Estimated cost was $518 million for construction and $620 million over an operational lifetime of six months. The station would be used for scientific investigations of Earth's upper atmosphere, weather observation, astrophysical research, and human and chemical research in a zero-gravity environment. It also might serve as a communications and navigation link with the ground and as a station for launching more distant space missions.



Family: European Space Stations, Space station, Space station orbit. Country: Germany.

1951 September - .
  • Die Aussenstation - . Nation: Germany. Spacecraft: Aussenstation.

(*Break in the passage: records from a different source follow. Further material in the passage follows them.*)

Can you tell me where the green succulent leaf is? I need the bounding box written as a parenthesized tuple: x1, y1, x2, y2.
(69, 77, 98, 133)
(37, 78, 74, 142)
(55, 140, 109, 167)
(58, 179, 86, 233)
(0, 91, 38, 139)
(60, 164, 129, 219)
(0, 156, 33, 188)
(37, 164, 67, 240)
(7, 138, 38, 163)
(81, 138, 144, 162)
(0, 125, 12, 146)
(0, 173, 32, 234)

    At the second annual congress of the International Astronautical Federation in London, H. H. Koelle described 'Die Aussenstation' as part of a paper on 'Der Einfluss der Konstruktiven Gestaltung der Aussenstation auf die Gesamtkosten des Projektes (The Influence of the Layout of the Satellite on the Overall Cost of the Project).' Koelle's paper represented the most realistic appraisal so far of the problems of design and construction of a space station. He dealt with problems of payload limitation, orbital assembly, limitations on the crew in the space environment, and national and economic factors behind space station growth. In Koelle's view, such a station might be used for scientific investigations of Earth's upper atmosphere, weather observation, astrophysical research, and human and chemical research in a zero-gravity environment. Also, such a station might serve as a communications and navigation link with the ground and as a station for launching more distant space missions. He suggested a large circular structure consisting of 36 separate 5-m spheres arranged around a central hub, the whole structure rotating to provide an artificial gravity environment to offset physiological effects of prolonged weightlessness on the crew. One of the unique elements in Koelle's scheme was assembly of various parts of the station launched via separate rockets, with each segment being a complete structure. In this way the station could be made operational before fabrication was completed, and subsequent expansion of the structure could take place whenever desired. Total personnel complement of the station would range from 50 to 65 people. Koelle even estimated the cost of such a project: $518 million for construction and $620 million over an operational lifetime of six months.